Perhaps more significant is the discussion of self-improving loops within the testing infrastructure. Rather than operating with static rule sets, these systems incorporate feedback mechanisms that refine their effectiveness over successive runs. Vulnerabilities discovered, false positives identified and testing techniques that prove effective all contribute to improving future performance. This iterative refinement addresses a common criticism of automated security tools: that they produce noisy results requiring extensive human triage.
The application of machine learning and artificial intelligence to security testing continues to evolve rapidly. Early implementations often amounted to pattern matching with limited adaptability. More sophisticated approaches, like those discussed in this webinar, aim to replicate the adaptive reasoning that skilled human testers bring to engagements, while operating at machine scale and speed.
Who Should Attend
This webinar is designed for cybersecurity professionals responsible for protecting enterprise environments with substantial digital footprints. The technical depth of the presentation makes it particularly relevant for practitioners who evaluate and implement security testing solutions.
- CISOs and security leaders seeking to understand how continuous testing approaches might address coverage gaps in their current programmes
- Security architects evaluating how AI-driven testing integrates with existing security infrastructure and workflows
- Vulnerability management teams looking to improve the efficiency and comprehensiveness of their testing operations
- DevSecOps practitioners interested in automated security validation that operates continuously rather than at fixed intervals
- IT security managers in medium to large enterprises with complex, distributed attack surfaces
Organisations in sectors with significant digital assets, regulatory compliance requirements or elevated threat profiles will find the discussion particularly applicable to their operational challenges.
The Shift Toward Continuous Security Validation
The broader industry context for this webinar reflects a fundamental shift in how organisations approach security testing. Annual or quarterly penetration tests, while still valuable for compliance and deep-dive analysis, increasingly appear insufficient given the pace at which infrastructure changes and new vulnerabilities emerge. Continuous security validation represents an operational model where testing becomes an ongoing activity rather than a periodic event.
This transition parallels similar evolutions in software development, where continuous integration and continuous deployment replaced waterfall release cycles.
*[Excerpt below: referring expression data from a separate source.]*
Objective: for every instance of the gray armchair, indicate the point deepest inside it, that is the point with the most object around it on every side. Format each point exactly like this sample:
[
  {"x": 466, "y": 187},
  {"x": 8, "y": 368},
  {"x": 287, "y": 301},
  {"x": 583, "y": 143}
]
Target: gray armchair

Security testing that operates continuously can identify vulnerabilities closer to the point of introduction, reducing the window of exposure and the cost of remediation. For security teams already stretched thin, automation that delivers actionable findings without proportional increases in analyst workload offers a path toward more sustainable operations.
The webinar provides an opportunity to examine one implementation of this continuous testing model, with technical detail sufficient to evaluate its applicability to specific organisational contexts and security requirements.